In a brand new program where space isn\'t really that big a deal, is it better to delete a row or to disable a row by let\'s say a boolean \"Disabled\" and have the program
You need to have it in functional requirements. If it is not said there explicitly you will have to figure out it yourself.
In most cases it is better to store such records in separate table. You then avoid various situations where one table refers another table and you need to decide should records in second table be treated as deleted as well or not.
If you will need the deleted data sometimes, but not very often: you can move the records into a separate database/table (e.g. users
and users_deleted
, or better somedb.users
and somedb_deleted.users
).
This way, the data is still accessible through a query (although it won't be as simple as the normal one), yet it doesn't clutter the original database and you don't have to code around it.
This should be determined by the application needs. I have done it both ways. I have some applications that need to support undo as the cost of removing a row -- and the cascading deletes that are caused by that -- are too expensive to not have it. Normally, though, the applications I have done require the user to confirm deletes, then just do as the user has asked. In some cases, you must delete the data due to privacy concerns.

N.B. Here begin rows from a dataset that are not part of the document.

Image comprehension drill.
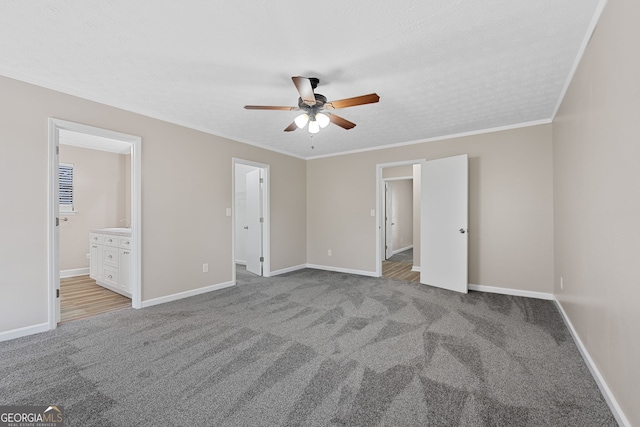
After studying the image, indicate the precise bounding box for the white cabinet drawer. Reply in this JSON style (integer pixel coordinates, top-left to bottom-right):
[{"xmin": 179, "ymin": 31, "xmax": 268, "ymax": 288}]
[
  {"xmin": 102, "ymin": 234, "xmax": 118, "ymax": 248},
  {"xmin": 118, "ymin": 236, "xmax": 131, "ymax": 249},
  {"xmin": 102, "ymin": 266, "xmax": 118, "ymax": 286},
  {"xmin": 102, "ymin": 246, "xmax": 120, "ymax": 268}
]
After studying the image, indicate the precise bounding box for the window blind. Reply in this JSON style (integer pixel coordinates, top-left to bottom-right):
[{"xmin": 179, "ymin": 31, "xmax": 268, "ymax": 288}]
[{"xmin": 58, "ymin": 163, "xmax": 73, "ymax": 211}]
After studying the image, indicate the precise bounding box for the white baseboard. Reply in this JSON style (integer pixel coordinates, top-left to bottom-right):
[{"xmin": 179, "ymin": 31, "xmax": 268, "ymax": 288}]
[
  {"xmin": 60, "ymin": 267, "xmax": 89, "ymax": 279},
  {"xmin": 468, "ymin": 283, "xmax": 555, "ymax": 301},
  {"xmin": 0, "ymin": 323, "xmax": 49, "ymax": 342},
  {"xmin": 141, "ymin": 280, "xmax": 236, "ymax": 308},
  {"xmin": 392, "ymin": 245, "xmax": 413, "ymax": 255},
  {"xmin": 306, "ymin": 264, "xmax": 379, "ymax": 277},
  {"xmin": 269, "ymin": 264, "xmax": 307, "ymax": 276},
  {"xmin": 553, "ymin": 296, "xmax": 631, "ymax": 427}
]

That is, if the user requests to be removed, you need to really remove it, not just mark it as not current. In other cases (like tax-related transactions), there may be reasons to keep data in a non-current state until no longer required by law. I have applications that fit in both categories.
Various strategies can be used in the case where you need to keep "archival" data. Depending on whether it needs to be immediately available you can push it to archive tables that are either kept or backed up and cleaned out regularly. If there is a need for undo you may want to keep it in the current table and just mark it by setting a flag. It really depends on the complexity of your schema, the requirements of the application, and personal preference to some extent.
It depends on the function of the database. Is it the source of all truth? If yes, then disable rather than delete, as it is easier to recover from bad operations (ie user error). If the database is feed from some upstream data source, delete then unused data. Any recreation/recovery can be done by the upstream system.
After reading a book on temporal database design, I came to believe in the philosophy that every record of temporal significance needs to have at least 4 timestamp columns. Those four are: created, deleted, start, end. The created and deleted timestamps are fairly self-explanatory. Your system shouldn't look at records where deleted is before now(). The start and end columns determine when the data applies to your system. It's for keeping a history of changes. If you need to update a record, you'd set it's end time to now(), copy it, update the copy, and set the copy's start time to now(). That way, when you need to look at the way something was historically, you can have the system figure it out. You could also set the start to some point in the future to have a change take place automatically at that time, or set the end to a future time to have it automatically go away at that time. Setting the created/deleted timestamps to the future doesn't really make sense...
Adding a "DELETED" column to your table and marking rows instead of deleting them creates a lot more work for you with little (if any) benefit. Now, every time you write a query you have to remember to include "WHERE DELETED IS NOT NULL" (or whatever).
A better approach is to delete data when you need to delete data, and rely on your regular backup process to ensure that no data is ever lost. If for some reason you need to keep some deleted data handy (for searches, maybe), you're better off just copying the data to a different table created for this purpose and then deleting the originals.
I've inherited many databases over the years, and this strategy of flagging records instead of deleting them is unfortunately very common, and (in my experience at least) always leads to major problems down the road.